Racial prejudice is an exception falling clearly within Rule 606(b), supra. And the hour is upon the State of South Dakota to be a beacon to estop such encroachment upon fair trials.7 For surely, under our Federal Constitution, the State of South Dakota has the power and duty to administer its own system of criminal justice. But, just as surely, each state must conform to the Due Process Clause of the Fourteenth Amendment. Appellant was not afforded due process. Abhorrent to a free society was the menacing and unreflective process by which the jury verdict was determined, announced, recorded, and upheld by the trial court. The lantern of impartiality was extinguished.
. Although tried at Hot Springs, county seat of Fall River County, all jurors were drawn from Shannon County, South Dakota, situs of the alleged crime. Shannon County is attached to Fall River County for judicial purposes. According to the United States Census Bureau, 1980 Census, Shannon County has 10,574 American Indians and 717 Caucasians of which this author takes judicial notice. Appellant was a member of a minority race and the foreperson was a minority of one on the jury.
. Jury Instruction # 15 provided: “The jury are the sole judges of the facts and must determine what the facts are from the evidence, and only from the evidence in the case, guided by the rules of law as given to you by the Court in these instructions.”
. On the morning after the trial, the foreperson called the judge expressing that extreme' racial prejudice had been expressed throughout the jury deliberations by the eleven Native Americans on the jury and that she had been psychologically and mentally browbeaten.

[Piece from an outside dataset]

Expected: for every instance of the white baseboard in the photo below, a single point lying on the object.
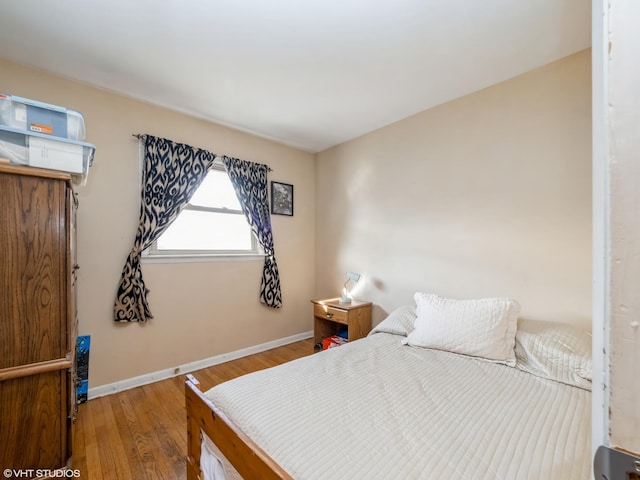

. Contrary to Federal Rule of Evidence 606(b), the juror was never permitted to testify. No evidence was taken whatsoever. Thus, appellant was precluded from establishing a record. How will you ever expose the racial prejudice of a jury unless the door is opened to hear it? A due process hearing has been stonewalled.
. Jury Instruction # 6 on reasonable doubt concluded: “You should not in the consideration of this case search for a doubt, but you should in such consideration, uninfluenced by bias, prejudice, passion or sympathy, at ail times seek the truth." (Emphasis supplied.)
.This is not a guarantee of inconsequence. The Sixth Amendment of the first ten amendments to the Constitution of the United States, commonly known as the Bill of Rights, was won by the blood of the patriots in the American Revolution. Without impartial jury trials, jury trials are a mockery — a farce. The majority viewpoint not only in South Dakota, but in the United States, looks at the impeachment of a jury verdict as a visionary looks at a raindrop and visualizes a flood.
. See also, State v. McComsey, 323 N.W.2d 889, 895 (S.D.1982) (Henderson, J., dissenting), wherein I closed by expressing: “The most critical stage of a trial is the deliberation of the jury. It is the American system of justice at work. I would not suffer it to be denigrated.”